Traditional drones suffer from limited battery life, so why not plug them in?
“So-called tethered drones use ultrastrong-but-lightweight cables connected to the ground to provide power, a data link, and a physical restraint,” write Jack Nicas and Tarun Shukla in the Wall Street Journal. “That gives them distinct advantages over their free-flying cousins, including hours-long flight times, fast data transmission and an assurance that they won’t fly into an airliner.”
An extension cord might inhibit a drone’s ability to carry goods from an Amazon warehouse to your front porch. But tethered drones can work as surveillance tools for the military, as photojournalism tools for organizations like CNN, or as pop-up cellphone base stations.
Nicas and Shukla quote Helen Greiner, chief executive of tethered-drone maker CyPhy Works Inc. and co-creator of the Roomba, as saying, “It’s like having a near-Earth satellite. “Once you have an eye in the sky all the time, there are so many things you can do with it.”
CyPhy offers what it calls the Persistent Aerial Reconnaissance and Communications (PARC) system, which uses a patented microfilament system and a Ground Control Station (GCS).
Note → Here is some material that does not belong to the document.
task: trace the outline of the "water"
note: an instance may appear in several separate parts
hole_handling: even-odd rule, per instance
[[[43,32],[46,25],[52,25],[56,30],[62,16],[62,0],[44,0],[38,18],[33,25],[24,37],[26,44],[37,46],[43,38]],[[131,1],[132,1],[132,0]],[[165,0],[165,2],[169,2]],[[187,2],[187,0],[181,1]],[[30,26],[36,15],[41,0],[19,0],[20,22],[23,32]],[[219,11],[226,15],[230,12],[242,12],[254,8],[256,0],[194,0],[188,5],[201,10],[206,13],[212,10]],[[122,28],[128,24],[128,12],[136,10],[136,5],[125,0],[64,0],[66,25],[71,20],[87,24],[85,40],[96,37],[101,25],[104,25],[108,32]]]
The PARC vehicle itself carries a gyro-stabilized, gimbal mounted, EO/IR camera payload with additional payload capacity for communications devices, the company says. The PARC vehicle can operate at altitudes of up to 500 feet above ground level.
The FAA isn’t completely sold on the tethered-drone concept. Nicas and Shukla report that the agency treats tethered drones the same as untethered ones.